According to experts, these support policies will alleviate temporary difficulties for businesses fraught with cash flow and loan repayment problems. The credit support package is mainly beneficial to formal sectors, notably large enterprises, as the credit balance for small and medium enterprises is not much although it has increased in recent years.
However, according to the World Bank, when support measures are launched, banks will face pressures on net interest margin (NIM) and eventually declining profit.
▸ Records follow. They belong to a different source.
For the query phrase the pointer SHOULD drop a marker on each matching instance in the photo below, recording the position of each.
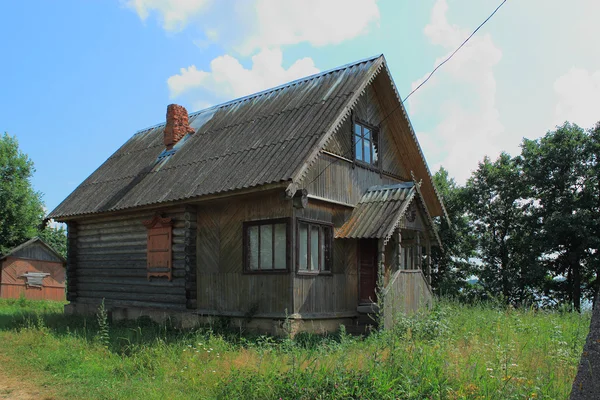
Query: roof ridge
(269, 90)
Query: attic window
(159, 251)
(366, 143)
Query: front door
(367, 269)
In the event that the Covid-19 crisis is forecast to continue in the next few months, both credit and deposit growth rates are expected to decline further in the second quarter as business operations are still stagnated in most sectors. Although most commercial banks seem to be well prepared to deal with the temporary economic downturn, the quality of the bank's assets may start to worsen due to the bad debt ratio in the portfolio. Credit will increase if the crisis lasts.
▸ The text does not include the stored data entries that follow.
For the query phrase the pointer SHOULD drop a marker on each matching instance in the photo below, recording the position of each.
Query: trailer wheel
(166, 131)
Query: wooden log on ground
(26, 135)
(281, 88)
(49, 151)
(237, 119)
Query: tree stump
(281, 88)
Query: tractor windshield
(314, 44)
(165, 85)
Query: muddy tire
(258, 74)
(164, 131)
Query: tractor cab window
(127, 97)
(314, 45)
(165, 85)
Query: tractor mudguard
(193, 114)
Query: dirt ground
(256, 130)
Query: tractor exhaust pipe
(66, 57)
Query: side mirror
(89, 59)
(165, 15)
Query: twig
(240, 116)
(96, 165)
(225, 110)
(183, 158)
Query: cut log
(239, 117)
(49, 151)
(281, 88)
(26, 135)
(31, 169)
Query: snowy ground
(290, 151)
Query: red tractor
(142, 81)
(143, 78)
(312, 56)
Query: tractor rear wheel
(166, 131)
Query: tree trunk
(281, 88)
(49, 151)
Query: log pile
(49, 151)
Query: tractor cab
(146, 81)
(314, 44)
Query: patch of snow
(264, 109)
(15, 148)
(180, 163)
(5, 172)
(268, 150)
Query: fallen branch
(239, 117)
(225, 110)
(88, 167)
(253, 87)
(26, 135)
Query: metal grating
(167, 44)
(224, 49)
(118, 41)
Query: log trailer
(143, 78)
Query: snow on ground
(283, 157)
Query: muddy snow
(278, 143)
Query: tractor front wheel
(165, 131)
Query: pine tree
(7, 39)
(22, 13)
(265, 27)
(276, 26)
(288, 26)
In addition, some banks may be in more difficulty as their loans account for a relatively large share in tourism and real estate sectors, which have been hit hard by the crisis. Some do not have enough equity capital to improve their resilience. At present, ensuring a certain financial adequacy for small businesses in impacted areas to avoid illiquidity that leads to corporate bankruptcy is a pressing concern. Liquidity in the banking system in the first quarter was still stable due to slowing credit growth, low interest rates in the interbank market and the SBV’s net withdrawal of capital open market operations or treasury bills issuance (in In February, the State Bank withdrew VND94.96 trillion (US$3.98 billion). The liquidity is expected to remain stable in the second quarter due to low credit demand since the Lunar New Year and abundant cash in the banking system before the Covid-19 outbreak. By the end of 2019, deposits increased in tandem with credit (13.6%) while total money supply (M2) grew even faster (14.2%).
Building a long-term plan
According to the World Bank, a wise and necessary measure for monetary authorities is developing a plan for a context where the economic impact of the pandemic continues after the second quarter, the banking industry needs to continue, or even must have, more direct assistance. The longer this pandemic lasts, the more seriously the banking industry will be affected and a broader fiscal option will need to be taken into account. Structural constraints in the banking sector reduce feasible options for the SBV. For example, a measure to reduce capital buffer in banks to improve liquidity as adopted by some other countries is not a chosen option in Vietnam.
In addition, according to the WB, the SBV will need to further monitor system liquidity and may have to pursue loosened monetary policies by cutting interest rates at least once more time, reducing the amount of net capital withdrawn from the market, or consider adding liquidity into the economy to support liquidity in the banking system if credit funding lasts longer than expected and leads to liquidity crisis for banks. Liquidity pumps may include targeted interventions to support the banking industry such as policy lending, emergency lending and other support credit packages.
Finally, it is important to assess the impact of the pandemic and economic recession on enterprises that issued corporate bonds in the bond market over the past two years to estimate likely impacts on revenue and solvency.
Vietnam’s GDP growth is forecast at 3.1% in 2020 before rebounding to 7% next year, while ASEAN+3 growth is predicted to sink to 0% in 2020, according to the ASEAN+3 Macroeconomic Research Office (AMRO).